Heather Young a fondé Paris Refugee Groud Support (PRGS) / Crédits : Valentin Belleville
Rapidement, ils s’organisent. Heather veut faire rapatrier des tonnes d’affaires du camp de Calais, en train d’être définitivement fermé. Mais il faut trouver un lieu de stockage. À l’automne 2016, le couple déniche un immeuble à Marx Dormoy, dans le 18e arrondissement, qui leur sert de dépôt. « Six étages sans ascenseur », se souvient la bénévole, encore essoufflée. Après quelques semaines d’allers et venues du van, les voisins comprennent le manège. Ils sont forcés de partir. Le couple enchaîne plusieurs séjours dans différents squats du nord de Paris :
« On a longtemps cherché un lieu pour s’installer légalement, en payant un loyer. À chaque fois, c’était la même histoire : dès qu’on disait qu’on aidait les réfugiés, c’était non. »
Ne pas perdre espoir
Quand elle a commencé en 2016, Heather était en super forme. Deux années plus tard, la bénévole semble avoir pris dix ans de plus. Pas facile de tenir le coup devant tant de déconvenues. Mais Heather est bonne à ça. Là où beaucoup serait abattus devant des scènes difficiles à vivre, ou dégoûtés par les galères, elle se renforce, reste pragmatique et « apprend à faire avec ». Les bons moments sont rares, mais intenses. Cet hiver, il y a eu ce Soudanais qui dormait sur un matelas sous un pont. Il faisait froid, un de ses collègues a posé une couverture sur lui. Plus tard, elle est discrètement repassée :
« Je l’ai observé un instant, il caressait fièrement sa couverture, il était si heureux. Savoir secrètement que tu as procuré ce sentiment à quelqu’un dans le besoin, c’est énorme. C’est pour ça que je bosse toutes les nuits. »

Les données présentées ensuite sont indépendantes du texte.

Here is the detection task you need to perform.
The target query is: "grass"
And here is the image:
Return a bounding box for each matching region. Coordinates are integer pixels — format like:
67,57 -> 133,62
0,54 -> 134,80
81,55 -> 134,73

Elle a tout de même pris quelques semaines de repos en août, avec son compagnon. C’est une fois rentrés à Paris que le miracle arrive : ils trouvent le fameux hangar tant désiré. Depuis, elle achemine plusieurs dizaines de kilos de ressources par jour. Certaines semaines sont plus fructueuses que d’autres. Mais peu importe, rien ne semble pouvoir arrêter Heather. Elle sait être un peu « hippie à la con », comme elle dit. Mais la jeune femme ne désespère pas de trouver toujours plus de bénévoles pour rejoindre sa petite équipe. Pour l’instant, ils sont deux fixes, elle et son copain. Parfois, quatre ou cinq volontaires leur prêtent main forte. Restent ensuite les bénévoles de la dizaine d’assos qu’ils approvisionnent.